Regarding typos in your manuscript, I take it that your publisher does not directly use your electronic manuscript. I have not published books but nowadays most scientific journals will use my latex manuscript directly, at least in my field–physics. They used to hand typeset the paper, which was a huge hassle because it took a couple of go-arounds to get the equations in half way decent shape.
But they still find ways to screw it up. In my latest paper, they swapped two figure graphics so the caption did not match the graphic. Doh. I think that was due to a human editor because my figure files were correctly named and their software uses them directly unless someone intervenes.

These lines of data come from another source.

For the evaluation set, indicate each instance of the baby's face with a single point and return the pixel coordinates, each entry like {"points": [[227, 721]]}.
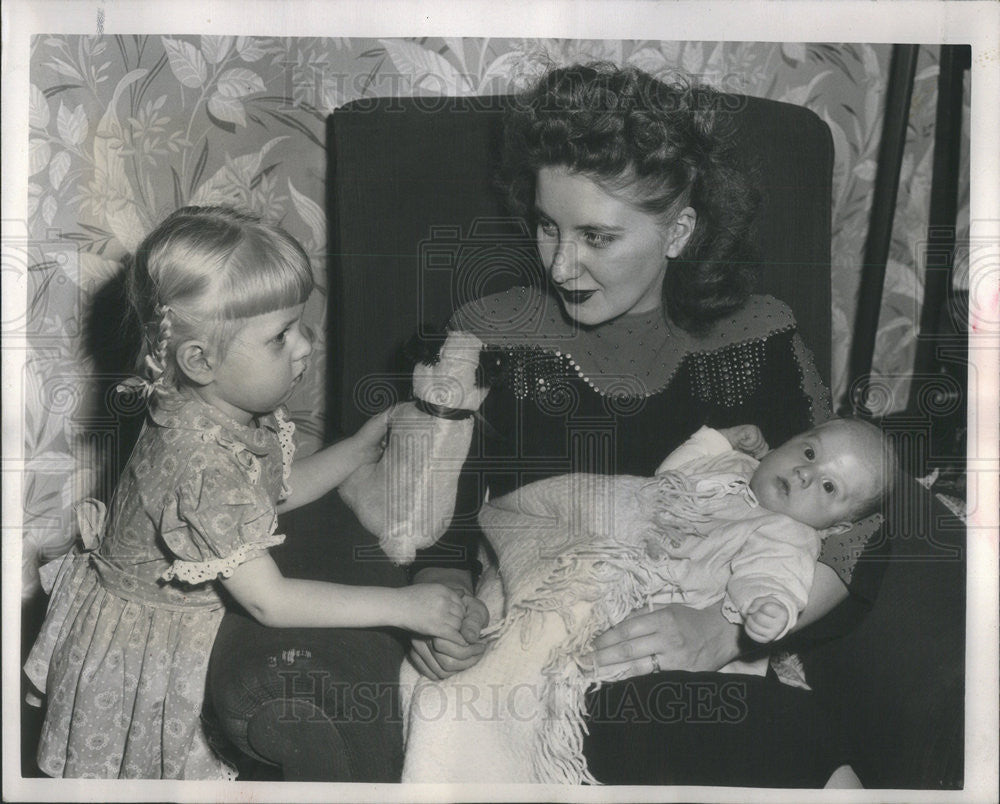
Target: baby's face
{"points": [[821, 476]]}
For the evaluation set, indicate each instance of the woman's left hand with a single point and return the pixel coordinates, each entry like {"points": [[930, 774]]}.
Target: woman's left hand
{"points": [[670, 637]]}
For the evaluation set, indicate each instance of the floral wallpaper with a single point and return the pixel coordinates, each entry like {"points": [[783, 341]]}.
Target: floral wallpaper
{"points": [[123, 129]]}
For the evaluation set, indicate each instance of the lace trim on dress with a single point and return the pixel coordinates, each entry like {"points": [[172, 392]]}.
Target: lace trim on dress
{"points": [[286, 439], [196, 572]]}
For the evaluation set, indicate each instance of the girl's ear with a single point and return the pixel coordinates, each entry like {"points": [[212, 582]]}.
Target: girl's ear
{"points": [[680, 232], [196, 362]]}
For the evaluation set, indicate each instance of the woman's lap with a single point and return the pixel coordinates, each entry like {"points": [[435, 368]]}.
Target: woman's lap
{"points": [[710, 729]]}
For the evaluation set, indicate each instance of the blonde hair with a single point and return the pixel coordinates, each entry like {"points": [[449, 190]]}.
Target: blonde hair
{"points": [[202, 269]]}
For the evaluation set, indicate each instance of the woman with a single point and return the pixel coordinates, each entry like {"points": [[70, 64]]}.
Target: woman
{"points": [[647, 331]]}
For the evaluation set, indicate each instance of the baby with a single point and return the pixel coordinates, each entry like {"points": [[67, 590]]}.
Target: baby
{"points": [[577, 553], [822, 481]]}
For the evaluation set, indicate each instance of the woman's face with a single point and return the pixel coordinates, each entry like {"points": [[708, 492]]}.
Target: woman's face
{"points": [[605, 256]]}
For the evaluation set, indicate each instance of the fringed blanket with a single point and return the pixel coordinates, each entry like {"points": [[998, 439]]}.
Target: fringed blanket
{"points": [[577, 554]]}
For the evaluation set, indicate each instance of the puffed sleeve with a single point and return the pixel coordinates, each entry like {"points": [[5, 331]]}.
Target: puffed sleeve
{"points": [[215, 521]]}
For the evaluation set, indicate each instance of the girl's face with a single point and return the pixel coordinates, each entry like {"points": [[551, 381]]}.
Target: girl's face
{"points": [[266, 359], [605, 256]]}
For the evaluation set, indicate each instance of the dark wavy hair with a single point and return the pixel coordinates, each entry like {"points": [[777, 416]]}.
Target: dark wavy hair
{"points": [[664, 146]]}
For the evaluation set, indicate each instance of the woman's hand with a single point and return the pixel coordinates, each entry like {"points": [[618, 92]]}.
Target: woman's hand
{"points": [[437, 657], [679, 637], [747, 438]]}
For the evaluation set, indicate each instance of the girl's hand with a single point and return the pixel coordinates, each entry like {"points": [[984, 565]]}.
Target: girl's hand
{"points": [[438, 658], [370, 439], [747, 438], [679, 637], [766, 618], [434, 610]]}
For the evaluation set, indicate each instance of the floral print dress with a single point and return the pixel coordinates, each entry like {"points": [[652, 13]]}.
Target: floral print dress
{"points": [[123, 653]]}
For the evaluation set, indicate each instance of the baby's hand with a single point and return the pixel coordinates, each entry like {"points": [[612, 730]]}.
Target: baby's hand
{"points": [[765, 619], [433, 609], [747, 438]]}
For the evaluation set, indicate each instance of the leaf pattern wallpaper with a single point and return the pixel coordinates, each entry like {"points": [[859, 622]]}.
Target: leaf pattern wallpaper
{"points": [[124, 129]]}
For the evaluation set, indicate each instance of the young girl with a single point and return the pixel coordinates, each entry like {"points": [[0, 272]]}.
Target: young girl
{"points": [[122, 655]]}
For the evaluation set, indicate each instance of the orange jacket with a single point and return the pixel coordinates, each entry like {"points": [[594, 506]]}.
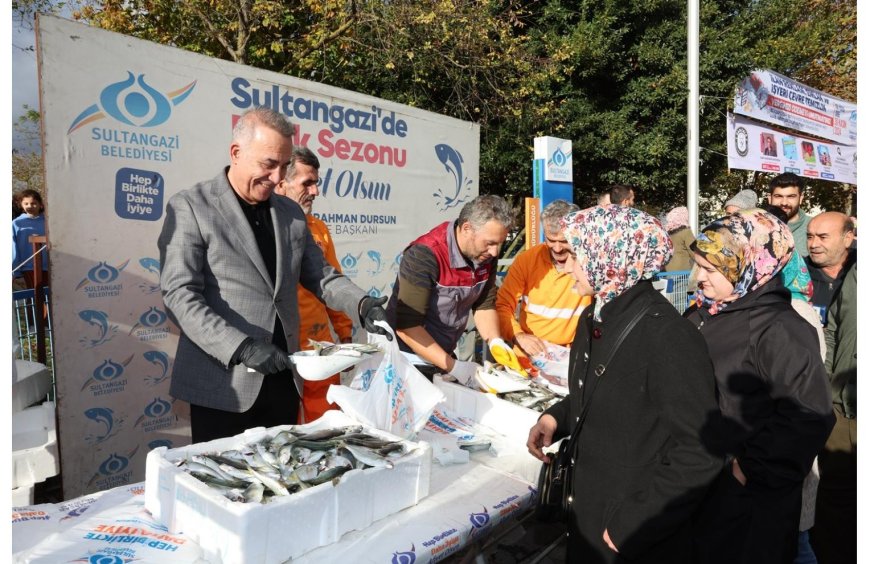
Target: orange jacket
{"points": [[549, 307], [314, 319]]}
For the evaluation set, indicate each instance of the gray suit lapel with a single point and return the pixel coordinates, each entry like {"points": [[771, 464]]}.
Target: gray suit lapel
{"points": [[229, 208]]}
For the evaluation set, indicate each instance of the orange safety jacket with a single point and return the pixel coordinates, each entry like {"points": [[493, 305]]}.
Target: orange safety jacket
{"points": [[314, 320], [549, 307]]}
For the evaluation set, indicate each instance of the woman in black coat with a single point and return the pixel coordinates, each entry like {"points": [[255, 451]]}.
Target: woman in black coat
{"points": [[642, 466], [773, 391]]}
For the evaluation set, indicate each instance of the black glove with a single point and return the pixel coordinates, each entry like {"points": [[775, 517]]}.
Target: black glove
{"points": [[263, 357], [370, 310]]}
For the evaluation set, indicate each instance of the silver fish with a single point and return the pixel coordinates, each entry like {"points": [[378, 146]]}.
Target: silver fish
{"points": [[254, 492], [368, 456]]}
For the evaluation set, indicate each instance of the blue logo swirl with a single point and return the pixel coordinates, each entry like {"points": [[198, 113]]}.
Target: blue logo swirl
{"points": [[153, 317], [133, 102], [157, 443], [389, 373], [113, 465], [367, 379], [107, 371], [404, 557], [105, 559], [103, 273], [152, 265], [374, 292], [157, 408], [348, 261], [479, 520]]}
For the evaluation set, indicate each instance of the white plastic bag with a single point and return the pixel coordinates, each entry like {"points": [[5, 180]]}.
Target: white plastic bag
{"points": [[552, 367], [388, 392]]}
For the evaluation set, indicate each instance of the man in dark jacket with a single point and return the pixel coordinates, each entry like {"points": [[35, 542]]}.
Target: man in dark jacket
{"points": [[834, 537], [829, 238]]}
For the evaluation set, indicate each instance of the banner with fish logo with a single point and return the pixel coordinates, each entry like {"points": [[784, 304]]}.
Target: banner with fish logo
{"points": [[147, 121]]}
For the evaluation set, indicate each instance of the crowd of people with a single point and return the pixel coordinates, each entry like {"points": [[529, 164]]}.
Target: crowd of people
{"points": [[705, 427]]}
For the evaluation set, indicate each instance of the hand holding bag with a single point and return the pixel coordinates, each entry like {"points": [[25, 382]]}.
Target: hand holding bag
{"points": [[556, 479]]}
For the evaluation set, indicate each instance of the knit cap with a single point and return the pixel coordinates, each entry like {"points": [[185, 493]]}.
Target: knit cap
{"points": [[745, 199]]}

That brings up my final pet peeve of document creation. I remember a cartoon that showed a thoroughly marked up version of the sentence:
“there is nothing more fundamental than the urge to edit someone else’s copy.”
LOL
p.s. I bet you had an urge to edit the sentence 🙂
BTW, I do not write my manuscripts using latex but instead use a GUI front end called Lyx, that I recommend highly. This can output pdfs but will also produce native latex as well as html and other formats. There are tools such as TeX4ebook to convert latex to epub or mobi but I have not used them.
I have Lyx here and would probably use it except for the 15 years’ worth of skills I’ve developed in InDesign. For manuscripts I use Word 2007, which imports well into Jutoh, which outputs damned fine ebook files and talks to KindleGen automatically. If I ever do a technical ebook, it’s likely to be a PDF, as reflowability scrambles pages full of code, tables, and figures. Instead, I’ll do a large-type PDF and test its readability on screens at several common sizes, from phablet up to desktop. Large type won’t matter because I won’t be printing the book and thus don’t care how many pages it has.